Like I said yesterday, the flooding could not have been prevented, but it's so much worse than it should have been.

The basic formula.

Houston had, at one time, ample prairie lands. Lands that could absorb an enormous amount of water. What happened in the last 20-30 years, though, was land that could absorb water was steadily replaced with concrete and other surfaces that cannot absorb water.

If water can't go into the ground, it will stay above the ground.

Developed land makes lots of people lots of money. Undeveloped land doesn't.

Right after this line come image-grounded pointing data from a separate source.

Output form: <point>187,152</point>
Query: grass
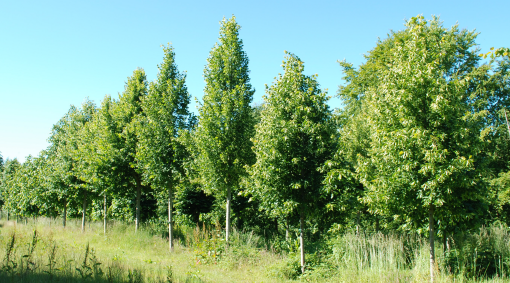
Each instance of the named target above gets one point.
<point>44,251</point>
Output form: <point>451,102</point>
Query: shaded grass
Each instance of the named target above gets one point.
<point>123,252</point>
<point>57,254</point>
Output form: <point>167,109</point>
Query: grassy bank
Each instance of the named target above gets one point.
<point>43,251</point>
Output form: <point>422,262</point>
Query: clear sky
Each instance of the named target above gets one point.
<point>54,54</point>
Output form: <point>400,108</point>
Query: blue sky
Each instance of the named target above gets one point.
<point>54,54</point>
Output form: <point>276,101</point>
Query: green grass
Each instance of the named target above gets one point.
<point>57,254</point>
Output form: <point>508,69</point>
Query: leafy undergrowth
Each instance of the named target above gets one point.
<point>46,252</point>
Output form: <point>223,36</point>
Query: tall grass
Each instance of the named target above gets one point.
<point>43,251</point>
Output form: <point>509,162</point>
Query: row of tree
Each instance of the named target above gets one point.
<point>421,144</point>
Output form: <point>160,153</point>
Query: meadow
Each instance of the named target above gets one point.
<point>41,250</point>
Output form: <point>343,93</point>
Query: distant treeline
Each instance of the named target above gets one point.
<point>421,144</point>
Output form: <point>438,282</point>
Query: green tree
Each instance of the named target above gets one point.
<point>165,113</point>
<point>125,113</point>
<point>226,121</point>
<point>66,173</point>
<point>292,141</point>
<point>425,156</point>
<point>10,168</point>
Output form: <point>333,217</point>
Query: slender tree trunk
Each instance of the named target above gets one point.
<point>431,242</point>
<point>64,217</point>
<point>287,228</point>
<point>302,241</point>
<point>358,215</point>
<point>170,223</point>
<point>84,212</point>
<point>104,213</point>
<point>138,196</point>
<point>229,197</point>
<point>507,125</point>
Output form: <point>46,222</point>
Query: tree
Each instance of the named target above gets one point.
<point>226,122</point>
<point>425,156</point>
<point>125,113</point>
<point>165,113</point>
<point>66,173</point>
<point>292,141</point>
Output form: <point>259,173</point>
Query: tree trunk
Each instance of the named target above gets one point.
<point>138,195</point>
<point>64,217</point>
<point>358,215</point>
<point>507,125</point>
<point>170,223</point>
<point>84,212</point>
<point>104,213</point>
<point>431,242</point>
<point>302,242</point>
<point>229,196</point>
<point>287,228</point>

So there is an enormous incentive, all the way from private citizens to zoning commissions to City Councils, to allow rapid land development.

People seem to want development until they get their development, or their house, and then they want it to stop. That doesn't happen, of course, because other people haven't gotten theirs yet.

It's all barely regulated, particularly in Texas, so development goes on and on and on.

Plus, flood control would require the government, and it would be expensive, and if there's two things Texans hate, it's the government and taxes. So while many of them do want flood planning and action taken, no one wants to actually pay the money that's needed for government to function.

So what you have is--pardon the pun--a perfect storm of geography and politics combining to make an enormous city incredibly vulnerable.

What happens on the back end, though, is that now, over half a million people are going to need federal help. It's going to be incredibly expensive. So will that aid happen, or will the victims of this terrible tragedy be blamed in some way that will excuse the government from helping them?

Today, some areas will pass 50" of rain in the last five days. Inconceivable.